José Juan Cervera
La fábula, remozada en sus formas tradicionales, mantiene poder de atracción a través del tiempo. Muchos autores han recurrido a ella para transmitir conceptos que otros discursos literarios acogen con menor eficacia; sus convenciones rebasaron fronteras hasta instalarse felizmente en la aceptación de un público que fue creciendo a la vez que sus partidarios en el cultivo de las letras.
Aunque su calidad de género literario puede estar sujeta a controversias, la tradición que la sostiene se remonta a la antigüedad clásica y ha sido reinterpretada y asimilada en versiones modernas que a veces se apartan de los modelos más recurridos, por lo que pueden llegar a sugerir evocaciones más que continuidades estrictas de rasgos canónicos, pero casi siempre conservan algunos elementos de referencia que admiten su mezcla con otras formas de expresión escrita, si bien tampoco ha sido ajena a los valores que la oralidad le transfiere.

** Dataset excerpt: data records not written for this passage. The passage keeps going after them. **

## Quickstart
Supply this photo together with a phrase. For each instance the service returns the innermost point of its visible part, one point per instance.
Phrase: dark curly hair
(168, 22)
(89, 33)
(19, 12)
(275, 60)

Son muchos los escritores que en nuestro país incursionaron en sus vetas, desde los que Benigno Espinosa Calderón clasifica en torno a lo que denomina “la fábula insurgente mexicana”, la cual incluye ejemplos tan significativos como los del bachiller José Ignacio Basurto y el doctor Ignacio Fernández de Córdova, a más del imprescindible José Joaquín Fernández de Lizardi; ya avanzado el siglo XIX, José Rosas Moreno y José Tomás de Cuéllar se añadirán a esta lista, en tanto que en la centuria siguiente Augusto Monterroso representa una presencia importante. Pedro Ángel Palou se inspira en las fábulas para reunir una colección de relatos satíricos en su libro Amores enormes, que incluye las peripecias de un búfalo yucateco con una cabeza doblemente grande: la propia de su especie y la del estereotipo atribuido a los moradores de este suelo peninsular. Como predecesores suyos, algo de Torri y de Arreola circunda también esta atmósfera.
En Yucatán, como en otras entidades federativas, la fábula movió la pluma de varios escritores. Quien logró una producción abundante de esta clase de textos fue el dramaturgo costumbrista José García Montero. Muestras de ella aparecieron en el periódico Biblioteca de Señoritas, en 1868, con un comentario de Crescencio Carrillo y Ancona. Su apego a los esquemas tradicionales, con énfasis en la enseñanza moral, lo volcó a la forma versificada, enfocándose en los seres de la naturaleza.
En otros periódicos yucatecos decimonónicos, como La Sombra de Cepeda de 1887, pueden leerse apólogos como uno de Pablo Peniche, poeta romántico y melancólico que en sus primeros versos dice: “Pobre flor que mueres sola/bajo el fuego/abrasador/del estío que te inmola,/flor sin riego,/tu corola/se está marchitando al Sol.//Burla el rigor del estío/que te agota/sin piedad/y acepta, dulce bien mío,/esta gota de rocío/que tu sed mitigará.” Al final, la flor es mancillada por un insecto inmundo.
Otros medios de prensa reproducían fábulas de autores extranjeros, como las de Campoamor que publicó El Demócrata de Espita en 1888, o bien aparecían otras de carácter anónimo, como la que incorporó a sus páginas El Fígaro en 1898: “Aquí yace un jabalí/a manos de una beldad./¡Muriera de vanidad/si otra vez volviera en sí!/Cazador que por aquí/en busca de fieras vas/vuelve los pasos atrás:/ninguna hallarás con vida,/que ésta murió de la herida/y de envidia las demás.”
También Ricardo Mimenza Castillo incursionó en el género, como lo puso de relieve al versificar “Cigarras y hormigas”, que publicó El Eufrono en 1909. El profesor Santiago Méndez Gil dio a las prensas en 1937 un libreto de teatro escolar, basado en la adaptación de una fábula del escritor salvadoreño León Sigüenza, con el nombre de El tigre y el canario. El campechano Nazario V. Montejo igualmente escribió fábulas como las que figuran en la revista Ah Kin Pech de 1939 y en algunos libros suyos. En la actualidad, jóvenes escritores como Bryan Ulises Aguilar Ortiz realizan en prosa obras de este tipo, con un estilo y un sentido que tienden a revitalizar una forma de expresión escrita que pudiera captar el interés de nuevos públicos, si éstos reconocen sus valores filológicos, representativos de una matriz cultural que sería oportuno conocer a fondo.